SUMO is a pervasive regulator of meiosis

Essential revisions

1) Validation of hits. The authors did not formally validate their mass spectrometry data for any of the identified proteins. This is a shortcoming that should be addressed. In addition to validating temporal changes in conjugation to specific substrates, it would also be helpful to have a general sense of the relative fraction of proteins that are modified at different stages. Presumably this is high for some proteins (Ubc9), but low for others, but the range is not clear from the data presented. At a minimum, the authors should examine SUMOylation on a handful individual proteins by western blotting (total and Ni-NTA purified) at the same time points as the proteomics analysis. This would allow the reader to see the degree of modification and whether any changes are due to changes in SUMO modification or in protein levels (or both). Looking at the graphs, some of these examples could be Ulp1, Ubc9, Zip3, Tof2, Sir3.

As requested, in Figure 2—figure supplement 3, we show Western analysis of PCNA, Rad52, Smt3 and Red1. This is accompanied by the following text: “SUMOylation profiles are a compound readout of changes in SUMO modifications and protein levels. The SUMOylation profiles of selected conjugates were validated by Western blot (Figure 2—figure supplement 3); in general, the results matched the proteomics profiles implying that the inferred dynamics tend to reflect changes in target SUMOylation and not simply protein levels (Figure 2—figure supplement 3, A-C). Red1 was a notable exception for which relative SUMOylation levels appeared more or less constant, with changes primarily reflecting the total protein level, which increased throughout prophase I (Figure 2—figure supplement 3D).”

In general, detection of SUMOylated forms requires an IP-Western to be probed with anti-SUMO antibodies, i.e. SUMOylated forms are not readily detected by straight Western analysis. A such, the degree of modification for any given target is very difficult to assess.

2) Functional analysis.
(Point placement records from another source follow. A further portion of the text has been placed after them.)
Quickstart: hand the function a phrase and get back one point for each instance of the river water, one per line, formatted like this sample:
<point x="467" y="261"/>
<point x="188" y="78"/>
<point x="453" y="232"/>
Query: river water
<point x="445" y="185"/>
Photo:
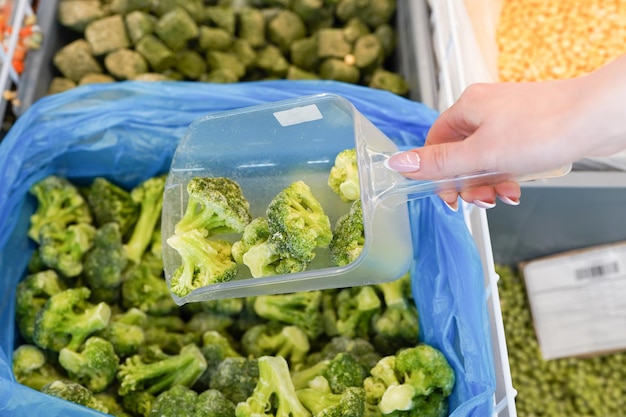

While the authors make many very exciting suppositions based on the identified sites and their prevalence, none of these were tested. It would be ideal if the function of at least one candidate modification could be tested/validated. The authors raise many hypotheses to choose from. For instance, the authors make the very interesting observation that from a total of 17 acceptor sites on Zip3 a single site (K441) makes up for 90% of the measured intensity (Figure 3I). They also provide a compelling hypothesis on what this site-specific modification could do, yet abstain to experimentally test it. Having at least one example to showcase how the dataset can be used to learn about the regulation of a specific protein would provide a great added value to the paper.

The following considerations will make it clear why this is not reasonable or necessary:

i) The extensive functional analysis already included in the paper and now presented earlier, in Figure 3, perfectly complements our global SUMO proteomics, confirming that SUMO functions throughout meiotic prophase-I. Moreover, this unique execution-point analysis reveals novel meiotic roles for SUMO, such as DSB formation and the formation and resolution of joint molecules.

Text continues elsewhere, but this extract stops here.